Chrześcijanie to najczęściej prześladowana religia na świecie. Tak wynika z bilansu
za rok 2009, przedstawionego przez centralę katolickiej organizacji Kirche in Not
czyli Pomoc Kościołowi w Potrzebie. Prawie 80 proc. wszystkich przypadków prześladowań
religijnych na świecie stanowią chrześcijanie, niezależnie od wyznania. Najczęściej
za wiarę zabijani są ludzie w Iraku, Indiach, a także w Nigerii, Pakistanie i Egipcie.
Jak
stwierdził rzecznik Kirche in Not Bertholt Pelster, „wysoki procent prześladowań wynika
między innymi z faktu, że chrześcijanie to największa religia na świecie. Obecnie
mamy blisko 2 mld wyznawców Chrystusa. Dla porównania muzułmanów jest ok. 1,5 mld,
a hinduizm wyznaje blisko 1 mld ludzi. Nie dziwi więc, że najwięcej prześladowanych
jest wśród chrześcijan, co oczywiście niczego nie usprawiedliwia” – dodał Pelster.
Według
obserwacji Kirche in Not w tym roku widoczne są dwie tendencje. Po pierwsze, maleje
liczba prześladowań przez ateistów. Jak stwierdził Bertholt Pelster, „takie kraje
jak Chiny czy Kuba ze względu na kryzys gospodarczy muszą współpracować z każdą grupą
społeczną”. Z drugiej jednak strony wzrosła liczba prześladowań z powodów religijnych.

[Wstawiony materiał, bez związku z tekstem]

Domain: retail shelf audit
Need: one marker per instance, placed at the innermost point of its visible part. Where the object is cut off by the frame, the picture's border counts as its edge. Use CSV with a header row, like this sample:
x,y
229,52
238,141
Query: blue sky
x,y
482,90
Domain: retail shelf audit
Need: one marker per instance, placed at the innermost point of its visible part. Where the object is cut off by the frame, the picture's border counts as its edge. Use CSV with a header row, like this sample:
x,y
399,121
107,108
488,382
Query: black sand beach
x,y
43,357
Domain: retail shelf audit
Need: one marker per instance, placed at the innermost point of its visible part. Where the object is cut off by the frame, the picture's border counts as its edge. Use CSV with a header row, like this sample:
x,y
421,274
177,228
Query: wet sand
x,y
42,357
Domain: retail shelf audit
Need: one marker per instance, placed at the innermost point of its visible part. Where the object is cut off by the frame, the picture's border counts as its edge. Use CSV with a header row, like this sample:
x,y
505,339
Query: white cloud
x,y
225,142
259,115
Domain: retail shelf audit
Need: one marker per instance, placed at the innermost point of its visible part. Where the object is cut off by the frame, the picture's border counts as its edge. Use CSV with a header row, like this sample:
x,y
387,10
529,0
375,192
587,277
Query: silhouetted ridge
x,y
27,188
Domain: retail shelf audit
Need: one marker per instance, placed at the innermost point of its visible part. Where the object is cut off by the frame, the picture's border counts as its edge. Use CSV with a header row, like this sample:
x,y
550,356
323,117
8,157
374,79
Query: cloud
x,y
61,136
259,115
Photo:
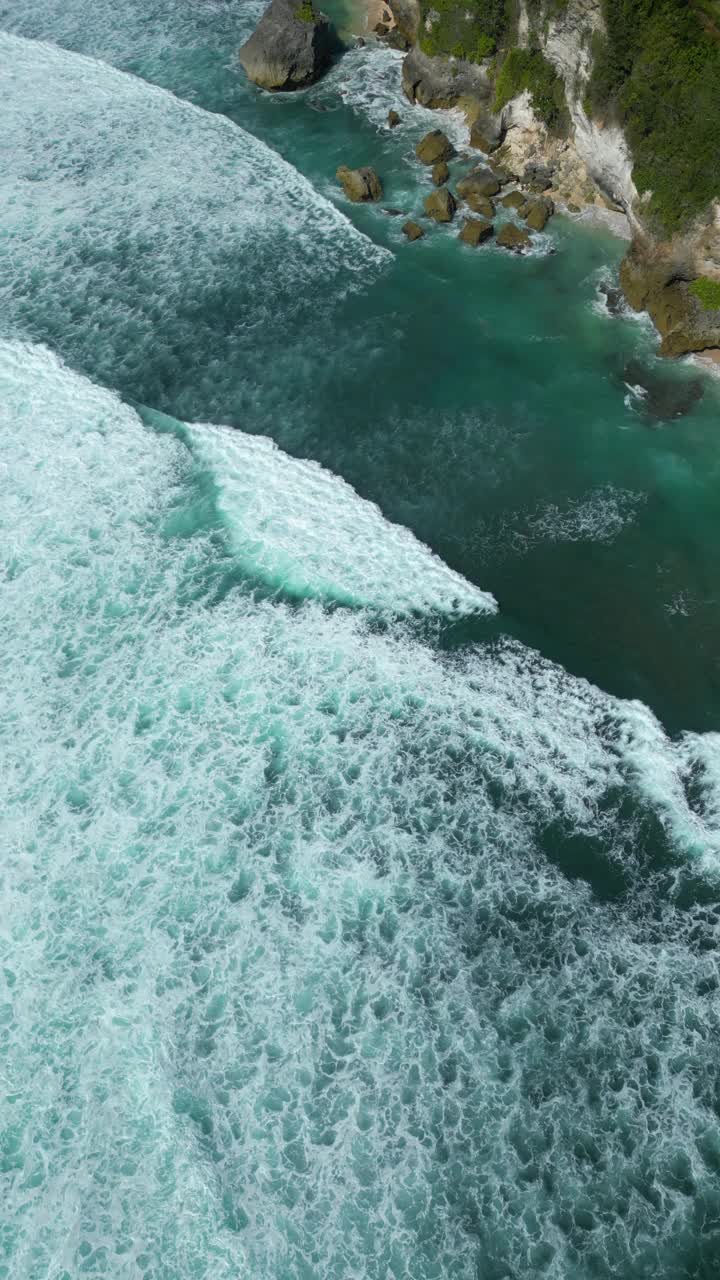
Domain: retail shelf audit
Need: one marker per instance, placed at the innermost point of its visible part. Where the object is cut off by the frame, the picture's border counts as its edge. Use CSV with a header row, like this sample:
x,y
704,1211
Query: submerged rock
x,y
514,238
413,231
475,231
514,200
657,396
433,147
537,213
481,205
291,46
441,205
360,184
478,182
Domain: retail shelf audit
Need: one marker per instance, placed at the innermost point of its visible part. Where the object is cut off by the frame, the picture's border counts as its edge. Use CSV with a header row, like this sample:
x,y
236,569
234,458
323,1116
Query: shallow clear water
x,y
350,928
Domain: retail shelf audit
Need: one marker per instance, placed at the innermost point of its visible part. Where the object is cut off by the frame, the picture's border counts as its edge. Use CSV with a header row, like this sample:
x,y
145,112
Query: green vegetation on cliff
x,y
707,292
529,69
657,72
463,28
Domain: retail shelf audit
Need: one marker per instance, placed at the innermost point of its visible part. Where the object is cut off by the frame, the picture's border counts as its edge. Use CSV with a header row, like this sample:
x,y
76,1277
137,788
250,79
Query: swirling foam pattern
x,y
322,955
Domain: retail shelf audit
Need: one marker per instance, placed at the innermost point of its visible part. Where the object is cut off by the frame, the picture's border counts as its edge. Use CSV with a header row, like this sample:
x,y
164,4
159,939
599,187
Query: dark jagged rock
x,y
413,231
441,205
433,147
514,238
479,204
443,81
360,184
475,231
487,132
406,14
538,177
537,211
478,182
291,46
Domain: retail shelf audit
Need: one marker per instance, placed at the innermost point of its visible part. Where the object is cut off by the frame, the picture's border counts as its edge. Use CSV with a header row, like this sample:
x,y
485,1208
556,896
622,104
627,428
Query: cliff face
x,y
620,97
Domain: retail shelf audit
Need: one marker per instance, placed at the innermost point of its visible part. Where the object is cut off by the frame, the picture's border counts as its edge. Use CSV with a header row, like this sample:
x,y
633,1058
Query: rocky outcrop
x,y
514,238
655,279
441,205
360,184
413,231
475,231
441,82
433,147
291,46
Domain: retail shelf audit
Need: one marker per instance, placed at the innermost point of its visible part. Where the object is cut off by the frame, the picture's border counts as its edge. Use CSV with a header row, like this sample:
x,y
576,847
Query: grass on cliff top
x,y
707,291
463,28
659,74
529,69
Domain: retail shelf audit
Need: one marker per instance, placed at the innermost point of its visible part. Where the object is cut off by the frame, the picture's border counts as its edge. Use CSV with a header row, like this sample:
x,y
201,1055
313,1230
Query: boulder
x,y
433,147
360,184
445,82
538,177
291,46
406,14
536,213
478,182
413,231
486,132
514,238
441,205
481,205
475,231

W takich krajach jak Pakistan, Nigeria, Arabia Saudyjska czy Egipt chrześcijanie są
zwalczani głównie przez ekstremistów, którzy dążą do ustanowienia państwa islamskiego.
Największe
problemy mają jednak chrześcijanie w Iraku. Według najnowszych danych z blisko milionowej
wspólnoty w ostatnich latach zostało tylko 250 tys. wiernych. Pelster stwierdził,
że „każdy, kto miał pieniądze, dawno z Iraku wyjechał. W tej chwili chrześcijanie
wszystkich wyznań uznawani są za sprzymierzeńców państw zachodnich. Automatycznie
stają się wrogami zarówno szyitów, jak i sunnitów.”
Na aktualne dane dotyczące
prześladowań chrześcijan zwróciła w niemieckim parlamencie frakcja chadeków, wzywając
do przestrzegania wolności religijnej.